Yesterday we lost a pillar of the scholarly community. John Hope Franklin, Professor Emeritus of History and at Duke University and Professor of Legal History at Duke Law School, passed away on March 25. Franklin was the rock of the modern African-America studies movement, an award-winning author and researcher, and a member of the NAACP Legal Defense fund led by Thurgood Marshall that litigated the Brown v. Board of Education case.
Franklin was the first Black to hold an endowed chair at Duke and the first Black President of the American Historical Association. President Barack Obama offered the following comment: ''Dr. Franklin will be deeply missed, but his legacy is one that will surely endure.'' The New York Times has run a powerful obituary that may be read here.
His seminal text, From Slavery to Freedom, was required reading for many an undergraduate. I remember distinctly the first time I opened the text and felt the harsh legacy of slavery come alive. It is a text as crisp as it is informative and perhaps the greatest text on slavery yet written. Franklin was a prolific scholar, publishing some of the greatest texts on slavery.
Although I never had the privilege of meeting Dr. Franklin, I feel in some small part guided by his attention to detail and his passionate pursuit of justice. Franklin told the Associated Press in 1995: ''I want to be out there on the firing line, helping, directing or doing something to try to make this a better world, a better place to live."
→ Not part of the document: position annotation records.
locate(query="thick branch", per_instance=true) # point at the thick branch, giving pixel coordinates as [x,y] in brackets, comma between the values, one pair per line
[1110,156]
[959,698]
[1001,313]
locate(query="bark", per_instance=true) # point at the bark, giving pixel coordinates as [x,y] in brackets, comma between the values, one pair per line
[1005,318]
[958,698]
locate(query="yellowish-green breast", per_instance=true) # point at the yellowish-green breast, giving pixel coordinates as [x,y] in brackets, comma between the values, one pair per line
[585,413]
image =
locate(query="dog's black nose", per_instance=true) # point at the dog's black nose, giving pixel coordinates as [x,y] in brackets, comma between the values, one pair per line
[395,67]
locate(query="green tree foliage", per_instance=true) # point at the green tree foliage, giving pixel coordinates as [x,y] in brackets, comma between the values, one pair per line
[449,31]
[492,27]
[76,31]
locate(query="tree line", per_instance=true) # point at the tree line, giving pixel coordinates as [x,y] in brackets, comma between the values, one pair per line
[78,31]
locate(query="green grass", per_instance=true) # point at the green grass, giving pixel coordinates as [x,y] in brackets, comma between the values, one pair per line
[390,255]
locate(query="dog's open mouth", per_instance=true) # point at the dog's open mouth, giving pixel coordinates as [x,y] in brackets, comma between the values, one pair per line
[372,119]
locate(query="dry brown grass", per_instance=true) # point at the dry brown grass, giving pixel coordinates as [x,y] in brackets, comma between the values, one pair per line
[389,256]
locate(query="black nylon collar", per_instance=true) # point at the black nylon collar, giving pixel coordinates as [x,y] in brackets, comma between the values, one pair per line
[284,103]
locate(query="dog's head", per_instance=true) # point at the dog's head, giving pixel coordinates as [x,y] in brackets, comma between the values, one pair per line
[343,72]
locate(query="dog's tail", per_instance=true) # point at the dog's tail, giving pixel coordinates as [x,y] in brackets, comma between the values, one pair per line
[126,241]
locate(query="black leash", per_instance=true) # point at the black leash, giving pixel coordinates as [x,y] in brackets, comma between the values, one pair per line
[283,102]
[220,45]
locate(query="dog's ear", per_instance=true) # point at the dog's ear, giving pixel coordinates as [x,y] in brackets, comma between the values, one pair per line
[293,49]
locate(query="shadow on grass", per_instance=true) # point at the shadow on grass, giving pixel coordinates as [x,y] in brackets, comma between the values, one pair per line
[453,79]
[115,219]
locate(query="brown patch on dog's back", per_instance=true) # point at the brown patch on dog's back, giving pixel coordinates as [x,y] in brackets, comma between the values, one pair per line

These are words we can all take to heart. In studying the law, and hip-hop's relationship to it are not we simply looking for a way to make the world better? Should not the goal of activism, scholarship, and thought be to make the world a better place to live? Dr. Franklin walked the walk and along that journey he taught many of us what it meant to be a scholar and what we could do to make our position in the world one of activism and struggle.